# pickles = toilet clog



## Total Tool (Dec 4, 2011)

So... We had an incident with someone in the family dumping about half a jar of midget dill pickles down the toilet. (dont ask)

Now the toilet flushes slow. The bowl fills quickly then drains slowly. I have tried the plunger without much luck and I also let it sit overnight. What can I do to bust up a pickle clog?


----------



## Alan (Apr 12, 2006)

http://cdn.stripersonline.com/e/e6/e6d96aac_closet-auger.jpeg


----------



## biggles (Jan 1, 2008)

if you can get a garden hose in there....:huh:wrap an old towel around the end of it push it down into the toilet keep it tight and let it rip....:wink: they will break down even some hot water


----------



## Total Tool (Dec 4, 2011)

Tried the garden hose. I couldnt get it to make the 180 turn. I didnt use a towel...? Not really sure what you meant by that. 

Is there anything else I can try before I go buy an auger? Do any places rent something like that? 

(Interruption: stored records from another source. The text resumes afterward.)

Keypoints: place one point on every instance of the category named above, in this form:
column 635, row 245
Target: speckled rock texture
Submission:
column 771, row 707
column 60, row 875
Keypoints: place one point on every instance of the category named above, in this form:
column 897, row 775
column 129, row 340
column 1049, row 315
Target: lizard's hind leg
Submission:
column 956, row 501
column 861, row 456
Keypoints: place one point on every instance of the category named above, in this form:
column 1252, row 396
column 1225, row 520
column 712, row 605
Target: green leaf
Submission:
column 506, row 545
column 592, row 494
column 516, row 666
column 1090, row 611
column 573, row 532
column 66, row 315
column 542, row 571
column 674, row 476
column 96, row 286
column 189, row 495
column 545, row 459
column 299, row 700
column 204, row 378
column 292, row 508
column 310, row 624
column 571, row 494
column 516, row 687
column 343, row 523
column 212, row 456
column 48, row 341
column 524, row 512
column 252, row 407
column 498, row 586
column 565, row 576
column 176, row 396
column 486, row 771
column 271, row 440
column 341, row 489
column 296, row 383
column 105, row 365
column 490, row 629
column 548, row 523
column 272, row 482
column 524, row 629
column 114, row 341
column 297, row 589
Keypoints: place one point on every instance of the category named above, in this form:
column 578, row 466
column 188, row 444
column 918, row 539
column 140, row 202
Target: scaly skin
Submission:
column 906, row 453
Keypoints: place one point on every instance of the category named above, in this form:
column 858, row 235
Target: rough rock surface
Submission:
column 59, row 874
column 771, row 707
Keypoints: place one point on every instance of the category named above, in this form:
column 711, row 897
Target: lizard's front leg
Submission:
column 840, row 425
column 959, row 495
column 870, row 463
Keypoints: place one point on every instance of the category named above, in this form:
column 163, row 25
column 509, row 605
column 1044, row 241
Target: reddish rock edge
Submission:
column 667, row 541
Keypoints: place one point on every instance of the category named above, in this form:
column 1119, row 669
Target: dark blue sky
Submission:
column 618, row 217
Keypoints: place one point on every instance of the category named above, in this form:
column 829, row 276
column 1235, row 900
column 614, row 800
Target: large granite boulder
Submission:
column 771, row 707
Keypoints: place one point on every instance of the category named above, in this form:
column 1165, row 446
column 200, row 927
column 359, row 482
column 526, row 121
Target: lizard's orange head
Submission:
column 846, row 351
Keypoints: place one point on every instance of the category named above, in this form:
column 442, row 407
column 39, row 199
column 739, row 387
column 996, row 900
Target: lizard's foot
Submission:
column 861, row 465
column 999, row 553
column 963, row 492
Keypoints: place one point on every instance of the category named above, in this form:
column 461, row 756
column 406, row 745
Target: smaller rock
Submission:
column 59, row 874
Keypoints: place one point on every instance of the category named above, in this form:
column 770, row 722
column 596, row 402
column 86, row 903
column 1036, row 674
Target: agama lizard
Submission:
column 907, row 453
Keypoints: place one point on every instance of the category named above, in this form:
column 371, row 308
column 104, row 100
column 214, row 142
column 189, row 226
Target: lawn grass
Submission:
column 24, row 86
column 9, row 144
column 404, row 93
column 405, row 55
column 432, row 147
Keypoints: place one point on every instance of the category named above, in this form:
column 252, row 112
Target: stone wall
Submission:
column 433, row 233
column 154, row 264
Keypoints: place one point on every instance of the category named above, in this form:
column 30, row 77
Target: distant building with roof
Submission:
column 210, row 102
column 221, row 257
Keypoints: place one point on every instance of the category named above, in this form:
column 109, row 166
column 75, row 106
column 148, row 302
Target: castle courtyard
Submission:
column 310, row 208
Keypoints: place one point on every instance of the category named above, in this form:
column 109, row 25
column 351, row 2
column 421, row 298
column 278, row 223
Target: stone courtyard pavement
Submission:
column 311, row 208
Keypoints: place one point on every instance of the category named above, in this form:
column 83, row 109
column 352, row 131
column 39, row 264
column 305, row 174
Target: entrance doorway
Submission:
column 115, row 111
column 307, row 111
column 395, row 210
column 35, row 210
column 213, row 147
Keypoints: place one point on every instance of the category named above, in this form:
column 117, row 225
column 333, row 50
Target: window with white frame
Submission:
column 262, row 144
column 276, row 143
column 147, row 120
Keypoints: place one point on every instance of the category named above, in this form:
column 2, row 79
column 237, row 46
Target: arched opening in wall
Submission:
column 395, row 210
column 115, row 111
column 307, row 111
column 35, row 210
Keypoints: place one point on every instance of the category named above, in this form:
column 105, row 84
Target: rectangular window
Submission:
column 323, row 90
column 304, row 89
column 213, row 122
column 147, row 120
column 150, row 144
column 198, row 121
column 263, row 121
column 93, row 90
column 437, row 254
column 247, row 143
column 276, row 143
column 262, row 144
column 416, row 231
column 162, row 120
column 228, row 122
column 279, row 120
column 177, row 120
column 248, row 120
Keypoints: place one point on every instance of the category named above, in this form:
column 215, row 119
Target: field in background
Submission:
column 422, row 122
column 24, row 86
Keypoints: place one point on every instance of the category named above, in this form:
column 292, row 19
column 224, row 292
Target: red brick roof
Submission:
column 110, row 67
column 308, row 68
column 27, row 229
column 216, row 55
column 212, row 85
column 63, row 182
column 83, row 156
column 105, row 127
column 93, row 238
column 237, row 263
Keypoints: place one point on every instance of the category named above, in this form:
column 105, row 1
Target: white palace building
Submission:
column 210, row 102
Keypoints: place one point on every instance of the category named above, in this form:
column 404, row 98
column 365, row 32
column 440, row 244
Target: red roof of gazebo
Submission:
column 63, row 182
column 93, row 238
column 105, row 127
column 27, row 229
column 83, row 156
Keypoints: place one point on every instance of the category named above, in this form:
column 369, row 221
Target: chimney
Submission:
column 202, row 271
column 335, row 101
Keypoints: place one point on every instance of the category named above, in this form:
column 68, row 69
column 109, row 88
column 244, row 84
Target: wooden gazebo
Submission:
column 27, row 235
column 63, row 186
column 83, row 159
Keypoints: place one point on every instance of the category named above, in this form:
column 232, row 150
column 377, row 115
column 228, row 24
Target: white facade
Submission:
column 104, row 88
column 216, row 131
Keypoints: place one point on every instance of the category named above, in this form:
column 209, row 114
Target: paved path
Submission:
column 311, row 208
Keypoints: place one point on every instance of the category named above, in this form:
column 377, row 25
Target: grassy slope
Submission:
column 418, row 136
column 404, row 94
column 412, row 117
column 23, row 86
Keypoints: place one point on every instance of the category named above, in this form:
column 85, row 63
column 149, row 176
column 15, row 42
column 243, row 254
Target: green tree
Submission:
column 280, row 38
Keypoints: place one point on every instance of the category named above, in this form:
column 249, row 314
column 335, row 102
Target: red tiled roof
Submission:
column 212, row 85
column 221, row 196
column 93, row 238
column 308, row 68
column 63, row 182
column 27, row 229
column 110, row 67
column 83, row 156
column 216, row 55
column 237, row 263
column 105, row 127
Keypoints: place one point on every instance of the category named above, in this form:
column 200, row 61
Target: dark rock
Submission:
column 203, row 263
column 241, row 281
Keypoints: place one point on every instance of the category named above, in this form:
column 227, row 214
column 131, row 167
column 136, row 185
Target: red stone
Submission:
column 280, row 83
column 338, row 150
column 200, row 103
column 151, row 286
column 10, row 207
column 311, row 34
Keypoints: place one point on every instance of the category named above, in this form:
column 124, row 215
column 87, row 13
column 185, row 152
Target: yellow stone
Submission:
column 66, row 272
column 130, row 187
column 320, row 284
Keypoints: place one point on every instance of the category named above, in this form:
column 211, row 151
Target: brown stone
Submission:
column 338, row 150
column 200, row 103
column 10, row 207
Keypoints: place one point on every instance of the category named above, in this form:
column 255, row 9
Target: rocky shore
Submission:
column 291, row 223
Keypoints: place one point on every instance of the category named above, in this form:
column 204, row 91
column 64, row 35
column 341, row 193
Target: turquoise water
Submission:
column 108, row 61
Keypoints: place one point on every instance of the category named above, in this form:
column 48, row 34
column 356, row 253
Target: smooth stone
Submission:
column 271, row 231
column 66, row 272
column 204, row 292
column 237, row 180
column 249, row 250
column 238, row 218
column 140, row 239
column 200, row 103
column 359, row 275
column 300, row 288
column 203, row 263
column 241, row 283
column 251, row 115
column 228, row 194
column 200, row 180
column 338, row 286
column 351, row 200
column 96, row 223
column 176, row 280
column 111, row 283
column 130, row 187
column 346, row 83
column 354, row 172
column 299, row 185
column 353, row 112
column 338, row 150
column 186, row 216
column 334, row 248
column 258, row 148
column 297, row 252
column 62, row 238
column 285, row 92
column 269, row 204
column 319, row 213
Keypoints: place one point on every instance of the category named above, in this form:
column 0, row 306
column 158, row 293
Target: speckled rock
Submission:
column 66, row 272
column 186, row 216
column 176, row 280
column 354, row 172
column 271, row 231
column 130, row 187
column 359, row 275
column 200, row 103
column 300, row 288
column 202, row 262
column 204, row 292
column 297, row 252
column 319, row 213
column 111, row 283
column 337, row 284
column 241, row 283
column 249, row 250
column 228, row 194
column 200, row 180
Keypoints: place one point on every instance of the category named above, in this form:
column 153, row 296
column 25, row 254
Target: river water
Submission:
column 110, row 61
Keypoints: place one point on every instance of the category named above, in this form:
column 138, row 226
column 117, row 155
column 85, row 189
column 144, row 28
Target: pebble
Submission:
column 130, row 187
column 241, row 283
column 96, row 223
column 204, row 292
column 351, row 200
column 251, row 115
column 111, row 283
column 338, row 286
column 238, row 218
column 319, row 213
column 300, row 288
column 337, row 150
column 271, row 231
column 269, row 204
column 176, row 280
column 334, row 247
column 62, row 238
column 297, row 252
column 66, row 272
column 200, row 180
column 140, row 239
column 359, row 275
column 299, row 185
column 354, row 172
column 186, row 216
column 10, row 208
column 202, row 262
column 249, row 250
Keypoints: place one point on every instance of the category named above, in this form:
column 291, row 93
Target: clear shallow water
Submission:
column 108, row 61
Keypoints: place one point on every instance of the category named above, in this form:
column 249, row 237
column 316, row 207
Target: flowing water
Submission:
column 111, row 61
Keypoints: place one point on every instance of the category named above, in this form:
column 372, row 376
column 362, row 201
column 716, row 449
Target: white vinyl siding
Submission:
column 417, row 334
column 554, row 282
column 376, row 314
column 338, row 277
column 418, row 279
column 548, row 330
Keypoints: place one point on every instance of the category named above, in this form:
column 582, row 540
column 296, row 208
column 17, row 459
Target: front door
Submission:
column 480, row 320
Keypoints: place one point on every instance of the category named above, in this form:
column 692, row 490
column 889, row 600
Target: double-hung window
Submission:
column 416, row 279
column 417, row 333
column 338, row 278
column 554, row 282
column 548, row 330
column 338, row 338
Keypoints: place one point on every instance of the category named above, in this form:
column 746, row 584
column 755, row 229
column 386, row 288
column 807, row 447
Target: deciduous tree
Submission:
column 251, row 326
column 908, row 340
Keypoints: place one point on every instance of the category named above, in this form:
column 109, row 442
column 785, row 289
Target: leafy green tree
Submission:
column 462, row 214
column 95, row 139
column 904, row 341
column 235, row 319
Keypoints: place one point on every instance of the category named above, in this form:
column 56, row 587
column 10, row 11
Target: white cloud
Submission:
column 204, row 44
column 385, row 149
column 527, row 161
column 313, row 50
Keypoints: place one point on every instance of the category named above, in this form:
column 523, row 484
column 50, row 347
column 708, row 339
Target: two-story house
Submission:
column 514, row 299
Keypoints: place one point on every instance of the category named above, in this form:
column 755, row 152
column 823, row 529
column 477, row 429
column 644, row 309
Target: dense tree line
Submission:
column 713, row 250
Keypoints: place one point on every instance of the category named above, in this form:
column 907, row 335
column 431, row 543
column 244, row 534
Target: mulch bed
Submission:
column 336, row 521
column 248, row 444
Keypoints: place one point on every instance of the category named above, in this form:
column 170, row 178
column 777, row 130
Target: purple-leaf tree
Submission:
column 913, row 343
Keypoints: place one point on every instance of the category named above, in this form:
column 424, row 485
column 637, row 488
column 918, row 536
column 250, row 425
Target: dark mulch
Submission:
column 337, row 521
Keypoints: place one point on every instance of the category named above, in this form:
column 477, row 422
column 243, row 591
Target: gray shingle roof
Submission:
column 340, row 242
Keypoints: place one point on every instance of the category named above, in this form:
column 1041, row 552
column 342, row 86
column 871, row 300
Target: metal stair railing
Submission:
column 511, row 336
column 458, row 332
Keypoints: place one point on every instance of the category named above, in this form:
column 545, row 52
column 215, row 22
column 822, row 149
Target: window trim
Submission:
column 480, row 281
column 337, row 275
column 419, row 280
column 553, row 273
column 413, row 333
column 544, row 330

I'm thinking part of the problem is that its not a complete clog. I cant create any pressure with the plunger.


----------



## joecaption (Nov 30, 2011)

It would be just as cheap to just buy one.
Remove the toilet and tip it on it side and pick them out.
Install a new wax ring.


----------



## plummen (Jan 10, 2010)

Closet auger


----------



## biggles (Jan 1, 2008)

the trick is to wrap the wet towel at the end of the hose so all the water pressure goes down into the line not fill the toilet...not looking to snake the hose just pressurize the bowl trap...thats why the towel is used...


----------



## Total Tool (Dec 4, 2011)

Update: Hose trick failed. I bought a cheap toilet auger for $7 from my local menards and it did the trick in a few minutes. 

Kids, dont put pickles down the toilet:thumbup:


----------